Ils ont des peurs liées à l’entrée à l’école.

Ils parlent de recettes de goûter maison.

Ils organisent leur samedi autour d’une activité d’enfant unique, trente minutes de voiture jusqu’à Santiago pour aller à une école de musique très réputée, ou bien une matinée entière avec petit-déjeuner préféré et parc, ou une tradition d’activités manuelles et pâte à modeler.  


Bref, ils planent.

Ils planent complètement.

Ils sont vraiment à l’Ouest - dans le pays des enfants uniques, dans cette contrée des parents d’un seul enfant d’âge pré-scolaire.  

Ce sont d’autres parents.

Eux ont des conversations pleines de certitudes (de doutes masqués en certitude, en réalité) sur ce qu’il faut faire en cas de dispute entre frères et sœurs. Eux ont des conseils. Eux peuvent se consacrer pleinement au développement émotionnel et affectif de leur petit alors que moi, ben, mes enfants, non ils ne vont pas à l’école de musique, ni à la danse classique, ni au parc, non, le foot, ils ont arrêté, qu’est-ce qu’ils font le week-end, eh bien, euh… ils se disputent et ils jouent dans la rue.   


C’est drôle comme une réalité prégnante, poignante, poisseuse, collante il y a seulement quelques années me semble désormais lointaine. C’est bien vrai, qu’on oublie les soucis de la petite enfance. Ou plutôt, qu’on les remplace par d’autres et qu’une fois qu’on est sortis des tranchées, on ne regarde plus beaucoup la fange. J’ai souvent eu l’impression, lorsque je parlais de mes vrais problèmes de crèche, de nez morveux, de diversification alimentaire, à des parents d’enfants plus grands, que je ne recevais pas l’écoute active et impliquée que j'espérais. C’est pourtant pire que tout d’être parents de bébés! De l’empathie, oui, bien sûr, mais lointaine, comme si les personnes avec qui j’avais ces conversations compatissaient, sans trop. 

Je finissais froissée. 

Je suis désormais celle qui froisse. 

J’écoute les problèmes des autres et j’aime ça, écouter la vie de parents malheureux (je me sens moins seule comme ça), mais je vois aussi que je ne suis plus cette personne pleine de ces certitudes, ou confondue de doutes, pétrie d’idéaux. 
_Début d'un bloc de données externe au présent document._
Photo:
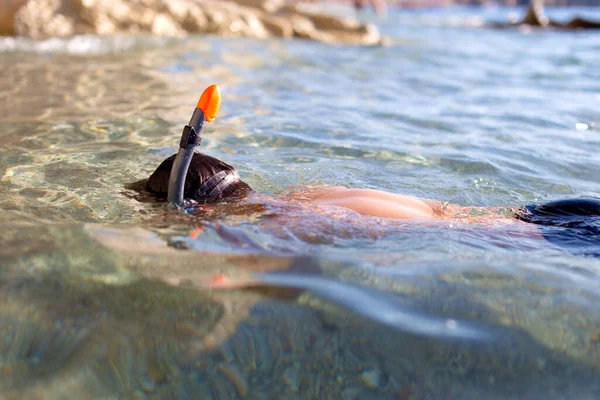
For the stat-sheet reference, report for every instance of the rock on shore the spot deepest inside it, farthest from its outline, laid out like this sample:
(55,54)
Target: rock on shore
(253,18)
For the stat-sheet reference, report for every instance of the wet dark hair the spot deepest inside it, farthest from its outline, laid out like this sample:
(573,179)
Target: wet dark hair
(572,224)
(202,168)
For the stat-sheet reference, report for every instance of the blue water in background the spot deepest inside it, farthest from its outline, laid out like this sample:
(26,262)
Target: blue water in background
(448,111)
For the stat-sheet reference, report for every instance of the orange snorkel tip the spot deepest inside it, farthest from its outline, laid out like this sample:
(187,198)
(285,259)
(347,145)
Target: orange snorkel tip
(209,102)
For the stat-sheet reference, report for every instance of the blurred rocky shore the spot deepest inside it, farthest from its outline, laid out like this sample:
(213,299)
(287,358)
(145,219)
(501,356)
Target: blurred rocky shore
(252,18)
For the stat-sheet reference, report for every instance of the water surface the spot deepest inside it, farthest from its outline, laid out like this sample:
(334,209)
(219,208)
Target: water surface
(395,310)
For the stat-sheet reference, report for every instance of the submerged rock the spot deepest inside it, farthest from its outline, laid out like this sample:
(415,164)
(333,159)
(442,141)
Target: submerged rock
(252,18)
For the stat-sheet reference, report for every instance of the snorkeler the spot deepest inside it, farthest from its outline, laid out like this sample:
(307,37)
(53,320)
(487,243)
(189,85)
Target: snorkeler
(190,177)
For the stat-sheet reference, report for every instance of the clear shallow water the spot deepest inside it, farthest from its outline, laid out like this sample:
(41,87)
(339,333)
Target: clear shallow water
(450,112)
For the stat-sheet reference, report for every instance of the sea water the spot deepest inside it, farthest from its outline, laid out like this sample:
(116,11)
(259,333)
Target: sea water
(102,286)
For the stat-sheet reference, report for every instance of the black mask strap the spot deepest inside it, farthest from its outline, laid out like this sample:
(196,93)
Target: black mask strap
(213,187)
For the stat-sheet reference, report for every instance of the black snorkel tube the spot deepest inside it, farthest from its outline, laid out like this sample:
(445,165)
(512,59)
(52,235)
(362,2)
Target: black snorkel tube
(206,110)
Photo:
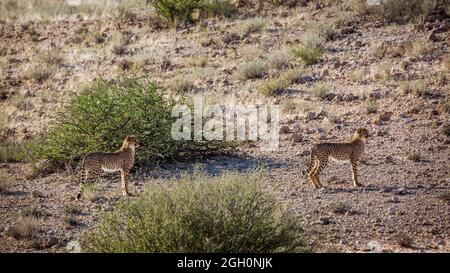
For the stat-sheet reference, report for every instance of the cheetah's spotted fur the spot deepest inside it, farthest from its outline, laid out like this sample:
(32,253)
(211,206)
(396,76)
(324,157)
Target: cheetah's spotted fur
(352,150)
(122,160)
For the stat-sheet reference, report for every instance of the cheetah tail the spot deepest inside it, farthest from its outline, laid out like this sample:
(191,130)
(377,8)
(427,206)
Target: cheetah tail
(81,180)
(311,165)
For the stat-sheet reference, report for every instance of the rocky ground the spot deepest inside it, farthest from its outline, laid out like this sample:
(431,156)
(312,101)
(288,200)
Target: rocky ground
(390,78)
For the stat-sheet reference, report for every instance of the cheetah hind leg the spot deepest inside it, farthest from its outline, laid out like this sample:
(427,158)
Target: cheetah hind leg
(125,176)
(312,175)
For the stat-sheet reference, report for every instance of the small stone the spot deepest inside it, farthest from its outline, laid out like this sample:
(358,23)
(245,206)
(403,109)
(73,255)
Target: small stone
(389,159)
(400,191)
(386,116)
(284,129)
(391,210)
(37,194)
(296,126)
(297,137)
(50,241)
(374,247)
(310,116)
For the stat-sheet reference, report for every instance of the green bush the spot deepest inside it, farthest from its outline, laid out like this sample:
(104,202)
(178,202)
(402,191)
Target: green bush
(177,10)
(308,55)
(14,152)
(222,8)
(99,118)
(183,10)
(228,213)
(395,10)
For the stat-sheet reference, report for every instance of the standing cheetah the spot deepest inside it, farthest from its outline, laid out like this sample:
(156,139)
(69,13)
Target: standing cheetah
(122,160)
(351,150)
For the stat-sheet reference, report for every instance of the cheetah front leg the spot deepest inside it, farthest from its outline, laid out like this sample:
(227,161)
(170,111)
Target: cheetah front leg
(87,177)
(355,173)
(314,174)
(125,175)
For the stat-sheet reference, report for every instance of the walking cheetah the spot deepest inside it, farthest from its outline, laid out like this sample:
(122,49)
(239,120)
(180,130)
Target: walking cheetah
(122,160)
(351,150)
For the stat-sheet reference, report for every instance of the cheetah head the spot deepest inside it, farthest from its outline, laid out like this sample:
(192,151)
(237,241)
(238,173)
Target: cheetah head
(362,133)
(132,141)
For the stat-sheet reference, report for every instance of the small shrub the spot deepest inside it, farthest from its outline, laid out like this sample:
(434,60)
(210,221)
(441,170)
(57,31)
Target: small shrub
(253,25)
(177,10)
(182,84)
(444,106)
(313,40)
(404,240)
(6,182)
(253,70)
(293,75)
(229,213)
(397,10)
(14,152)
(123,15)
(309,56)
(371,106)
(280,59)
(320,90)
(24,228)
(446,62)
(446,130)
(120,49)
(231,38)
(51,57)
(99,118)
(416,87)
(359,75)
(445,197)
(384,70)
(292,107)
(272,87)
(74,209)
(70,222)
(198,61)
(33,212)
(221,8)
(39,72)
(92,192)
(419,47)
Nous aussi, nous avons sacrifié nos samedis matins, pour aller à l’école de musique, au bébé nageur, au foot, ou toute autre activité de ce genre. Nous avons tenté les cookies maison et les matinées peinture. Nous étions, Mari et moi, d’autres parents. 
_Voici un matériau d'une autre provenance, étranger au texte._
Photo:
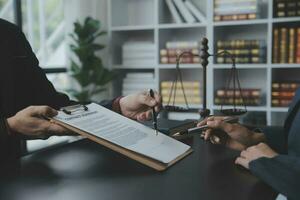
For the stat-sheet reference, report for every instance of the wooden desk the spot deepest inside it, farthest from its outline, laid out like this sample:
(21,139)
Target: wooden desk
(86,171)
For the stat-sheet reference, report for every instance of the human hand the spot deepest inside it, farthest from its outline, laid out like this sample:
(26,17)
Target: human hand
(139,106)
(234,136)
(253,153)
(32,121)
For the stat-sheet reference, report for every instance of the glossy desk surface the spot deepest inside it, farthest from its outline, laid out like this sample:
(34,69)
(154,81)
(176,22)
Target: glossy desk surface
(84,170)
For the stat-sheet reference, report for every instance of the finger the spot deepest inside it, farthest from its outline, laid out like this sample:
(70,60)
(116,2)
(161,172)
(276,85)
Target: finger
(207,134)
(43,111)
(148,115)
(146,99)
(215,139)
(244,154)
(242,161)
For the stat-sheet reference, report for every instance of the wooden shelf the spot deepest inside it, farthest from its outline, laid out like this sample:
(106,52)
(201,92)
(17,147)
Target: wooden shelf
(241,22)
(183,25)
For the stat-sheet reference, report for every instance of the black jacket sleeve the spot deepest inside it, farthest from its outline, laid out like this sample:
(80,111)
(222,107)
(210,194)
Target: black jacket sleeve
(41,88)
(281,172)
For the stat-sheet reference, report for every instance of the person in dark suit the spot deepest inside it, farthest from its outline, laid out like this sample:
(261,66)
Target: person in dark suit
(270,153)
(27,97)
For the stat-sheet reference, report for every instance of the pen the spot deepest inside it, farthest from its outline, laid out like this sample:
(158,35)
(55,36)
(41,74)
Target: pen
(154,113)
(202,128)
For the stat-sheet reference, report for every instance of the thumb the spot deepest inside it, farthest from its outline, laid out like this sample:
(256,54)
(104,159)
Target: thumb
(44,111)
(145,99)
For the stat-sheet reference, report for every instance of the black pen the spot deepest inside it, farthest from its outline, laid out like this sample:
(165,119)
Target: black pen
(154,116)
(199,129)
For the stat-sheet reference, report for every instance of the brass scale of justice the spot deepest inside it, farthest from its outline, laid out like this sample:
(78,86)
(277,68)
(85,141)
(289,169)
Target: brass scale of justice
(232,84)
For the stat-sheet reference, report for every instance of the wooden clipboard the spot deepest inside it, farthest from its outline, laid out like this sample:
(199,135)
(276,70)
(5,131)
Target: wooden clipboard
(157,165)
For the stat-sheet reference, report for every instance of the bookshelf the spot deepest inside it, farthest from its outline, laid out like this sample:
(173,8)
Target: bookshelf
(150,20)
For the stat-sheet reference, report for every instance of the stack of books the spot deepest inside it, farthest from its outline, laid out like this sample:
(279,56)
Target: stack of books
(225,10)
(244,51)
(174,49)
(136,82)
(191,89)
(138,54)
(283,93)
(286,8)
(249,97)
(184,11)
(286,45)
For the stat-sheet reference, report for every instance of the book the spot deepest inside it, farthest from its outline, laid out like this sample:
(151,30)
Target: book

Sauf qu’un autre enfant est arrivé, et puis un autre, et avec eux, la réalité des choses. Ce n’est pas que je ne veux plus m’occuper de mes enfants, ni que je trouve que ce soit une mauvaise chose d’essayer de donner tout ce qu’on peut à sa chère progéniture. C’est que je suis harassée des journées à essayer de bien faire, d’être la meilleure mère possible, sans y arriver bien sûr parce que je n’y parviens qu’à grand peine - et encore, uniquement les années bisextiles!

Ces autres parents ont beaucoup d’ambition, de projets, d’idéaux. Quant à moi, si je termine la journée et que tout le monde a à peu près mangé et est vivant, ben, je trouve que j’ai réussi. Je traîne ma parentalité, derrière ces locomotives - ou bien, j’avance comme un tortillard, en laissant derrière moi les questions trop lourdes auxquelles, de toute façon, il n’y a que des réponses fragiles, promptes à devenir caduques voire à dérailler comme des wagons de bestiaux sur de fragiles voies ferrées. 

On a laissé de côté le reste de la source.